Im Nebel ist sehr wichtig, zunächst das Tempo herauszunehmen. Und das gilt auch für Sorgenphasen: Nicht einfach weiterrasen ohne Sicht, nicht auf die erstbesten Zurufe hören, nur weil man denkt, da weiß jemand, wo es lang geht, und nicht sofort zugreifen, wenn einem jemand etwas hinhält.

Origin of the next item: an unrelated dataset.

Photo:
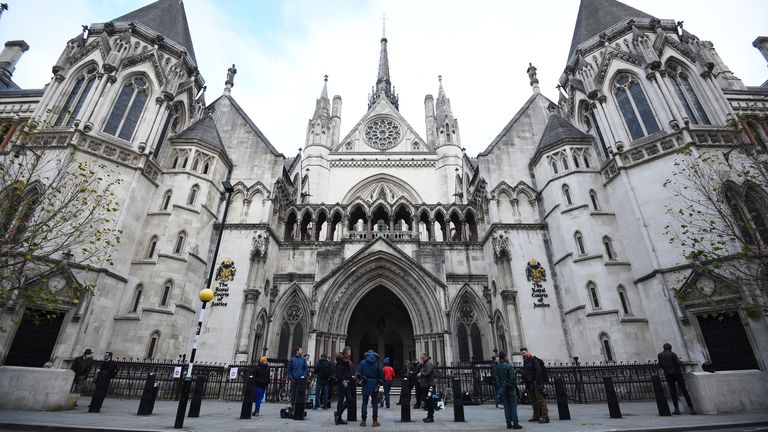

Lieber erst einmal langsamer werden, vielleicht sogar stehenbleiben und innehalten, um genau hinschauen und hinfühlen zu können. Nur so können wir Entscheidungen treffen, die angemessen sind, und solche Entscheidungen bestehen nicht immer in Aktionen, sondern manchmal auch im Abwarten und Geschehen lassen, was nicht immer einfach ist.

Das Gute ist, dass sich Nebel immer auch wieder lichtet. Sorgen werden wir leider meist nicht so schnell wieder los, vor allem dann nicht, wenn die Auslöser dafür nicht sofort zu beseitigen sind. Umso wichtiger ist es, gerade in Sorgenzeiten immer wieder zu sich zu kommen, gut für sich zu sorgen und Aktionismus zu vermeiden.